Tenho noção de que muitas das pessoas que participaram, que fizeram esforços de agenda, que baixaram generosamente o seu cachet, o fizeram atendendo à relação pessoal que tenho com elas e à confiança que depositaram no projecto. Mas outras eram para mim desconhecidas e vieram também. Agradeço muito, por ordem de entrada no festival, a Camané, Orquestra de Câmara do Conservatório Regional de Música de Vila Real, Bárbara Reis, Capicua, Pedro Santos Guerreiro, Rita Ferro Rodrigues, Pedro Mexia, Leonor Baldaque, Bernardo Pinto de Almeida, Ana Margarida De Carvalho, Tatiana Salem Levy, Alberto Correia, Aquilino Machado, Serafina Martins, Maria Manuel Mota, María Salgado, António Feijó, Cláudia Costa Santos, António Belém Lima, Ana Vaz Milheiro, Richard Zimler, Joel Cleto, António Sá, Manuela Correia, Eduardo Souto Moura, Graça Correia, Carlos Mendes de Sousa, Carlos Pazos, Ana Luísa Amaral, Irene Flunser Pimentel, António Carvalho, Maria de Jesus Sanches, Fernando Rosas, António Jorge Gonçalves, Sofia Marques Da Silva, José Luís Peixoto, Álvaro Fernandes Andrade, Camilo Rebelo, Tiago Pimentel, Ângela Nunes, João Pinto Coelho, Filipe Raposo, Ana Brandão, Bandas Filarmónicas da Região, Patrício Costa, Daniela Monteiro.

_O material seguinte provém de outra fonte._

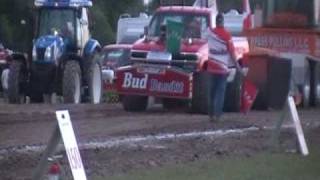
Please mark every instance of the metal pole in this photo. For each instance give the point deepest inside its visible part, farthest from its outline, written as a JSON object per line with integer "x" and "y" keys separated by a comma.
{"x": 51, "y": 148}
{"x": 276, "y": 133}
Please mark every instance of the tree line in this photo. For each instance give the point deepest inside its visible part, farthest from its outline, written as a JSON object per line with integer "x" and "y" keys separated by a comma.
{"x": 17, "y": 18}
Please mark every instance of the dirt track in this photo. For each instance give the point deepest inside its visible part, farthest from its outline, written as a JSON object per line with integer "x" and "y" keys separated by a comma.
{"x": 31, "y": 125}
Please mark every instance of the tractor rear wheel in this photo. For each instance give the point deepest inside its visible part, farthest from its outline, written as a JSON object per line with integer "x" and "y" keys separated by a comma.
{"x": 71, "y": 87}
{"x": 15, "y": 82}
{"x": 134, "y": 103}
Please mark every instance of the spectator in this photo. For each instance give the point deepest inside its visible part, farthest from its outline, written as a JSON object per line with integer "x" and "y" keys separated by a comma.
{"x": 221, "y": 52}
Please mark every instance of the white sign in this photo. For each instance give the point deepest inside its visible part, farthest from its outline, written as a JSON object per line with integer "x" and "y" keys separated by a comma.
{"x": 71, "y": 145}
{"x": 297, "y": 124}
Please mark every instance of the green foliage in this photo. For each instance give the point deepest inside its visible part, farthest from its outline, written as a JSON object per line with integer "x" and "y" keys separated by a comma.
{"x": 17, "y": 36}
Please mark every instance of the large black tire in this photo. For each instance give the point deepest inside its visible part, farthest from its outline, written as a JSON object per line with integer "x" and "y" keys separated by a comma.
{"x": 232, "y": 101}
{"x": 201, "y": 82}
{"x": 16, "y": 82}
{"x": 94, "y": 80}
{"x": 134, "y": 103}
{"x": 71, "y": 87}
{"x": 315, "y": 85}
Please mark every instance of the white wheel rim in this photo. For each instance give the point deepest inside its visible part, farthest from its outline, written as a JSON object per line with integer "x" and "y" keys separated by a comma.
{"x": 96, "y": 84}
{"x": 77, "y": 91}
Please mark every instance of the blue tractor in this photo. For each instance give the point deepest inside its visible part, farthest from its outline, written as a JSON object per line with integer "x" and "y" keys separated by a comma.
{"x": 64, "y": 57}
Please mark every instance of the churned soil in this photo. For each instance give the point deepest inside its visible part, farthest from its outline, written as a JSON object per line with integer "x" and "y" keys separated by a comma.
{"x": 113, "y": 141}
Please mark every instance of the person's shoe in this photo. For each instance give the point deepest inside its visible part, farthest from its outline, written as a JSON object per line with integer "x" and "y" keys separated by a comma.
{"x": 213, "y": 119}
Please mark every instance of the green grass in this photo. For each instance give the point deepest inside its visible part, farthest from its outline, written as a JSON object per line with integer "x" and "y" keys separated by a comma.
{"x": 265, "y": 166}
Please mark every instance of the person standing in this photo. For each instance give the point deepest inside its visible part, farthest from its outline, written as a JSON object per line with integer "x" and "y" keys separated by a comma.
{"x": 222, "y": 56}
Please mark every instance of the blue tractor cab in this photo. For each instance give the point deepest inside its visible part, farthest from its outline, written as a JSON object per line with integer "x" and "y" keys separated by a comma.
{"x": 64, "y": 56}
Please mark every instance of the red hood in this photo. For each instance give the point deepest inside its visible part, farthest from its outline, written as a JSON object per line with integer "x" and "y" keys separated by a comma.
{"x": 157, "y": 45}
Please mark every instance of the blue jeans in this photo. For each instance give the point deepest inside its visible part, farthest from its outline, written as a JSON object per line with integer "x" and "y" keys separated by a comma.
{"x": 217, "y": 88}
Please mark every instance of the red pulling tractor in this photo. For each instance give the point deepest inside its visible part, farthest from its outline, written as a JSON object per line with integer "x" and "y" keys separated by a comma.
{"x": 181, "y": 78}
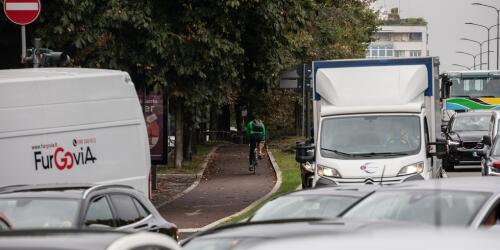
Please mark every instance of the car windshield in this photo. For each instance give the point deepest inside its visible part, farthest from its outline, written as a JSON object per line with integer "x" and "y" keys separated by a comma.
{"x": 451, "y": 208}
{"x": 24, "y": 213}
{"x": 370, "y": 135}
{"x": 226, "y": 243}
{"x": 471, "y": 123}
{"x": 307, "y": 206}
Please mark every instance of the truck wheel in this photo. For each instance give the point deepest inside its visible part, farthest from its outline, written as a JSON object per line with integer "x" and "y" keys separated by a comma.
{"x": 448, "y": 166}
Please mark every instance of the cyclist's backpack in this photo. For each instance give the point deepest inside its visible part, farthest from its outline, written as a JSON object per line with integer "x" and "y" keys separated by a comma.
{"x": 258, "y": 126}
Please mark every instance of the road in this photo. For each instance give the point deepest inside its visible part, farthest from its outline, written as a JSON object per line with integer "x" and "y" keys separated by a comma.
{"x": 468, "y": 170}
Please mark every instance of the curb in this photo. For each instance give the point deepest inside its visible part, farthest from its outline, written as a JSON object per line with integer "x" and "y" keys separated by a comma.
{"x": 195, "y": 183}
{"x": 249, "y": 207}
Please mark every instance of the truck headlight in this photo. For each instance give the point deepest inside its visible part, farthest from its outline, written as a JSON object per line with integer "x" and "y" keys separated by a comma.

No caso do Fórum Jovem, a equipa da CCDR-N interveio de forma mais directa na escolha do modelo organizativo, entregue à Territórios Criativos, e no convite aos jovens participantes. Foi um importante momento de reflexão. Pela minha parte, escolhi os dinamizadores de cada mesa, por serem nomes de enorme saber e prestígio no espaço mediático e cultural. São eles Bárbara Reis, jornalista e ex-directora do Público, Capicua, rapper e doutorada em Sociologia, Pedro Santos Guerreiro, jornalista e director do Expresso, e Rita Ferro Rodrigues, apresentadora de televisão e fundadora da associação feminista Capazes.

Abro já aqui um parêntesis para falar da causa feminista, que me é tão cara. Falei há um ano da preocupação com a paridade de género; faço agora as contas e concluo que ela não foi exacta, mas é equilibrada. Entre os participantes do Somos Douro, há 24 homens e 20 mulheres.

Isto abre espaço para falar da presença da Secretária de Estado para a Cidadania e Igualdade, Rosa Monteiro, defensora das quotas, como eu, no encerramento do Fórum Jovem.

Além da presença de Rosa Monteiro, tivemos também connosco o então ministro da Cultura, Luís Filipe Castro Mendes, no primeiro dia do festival.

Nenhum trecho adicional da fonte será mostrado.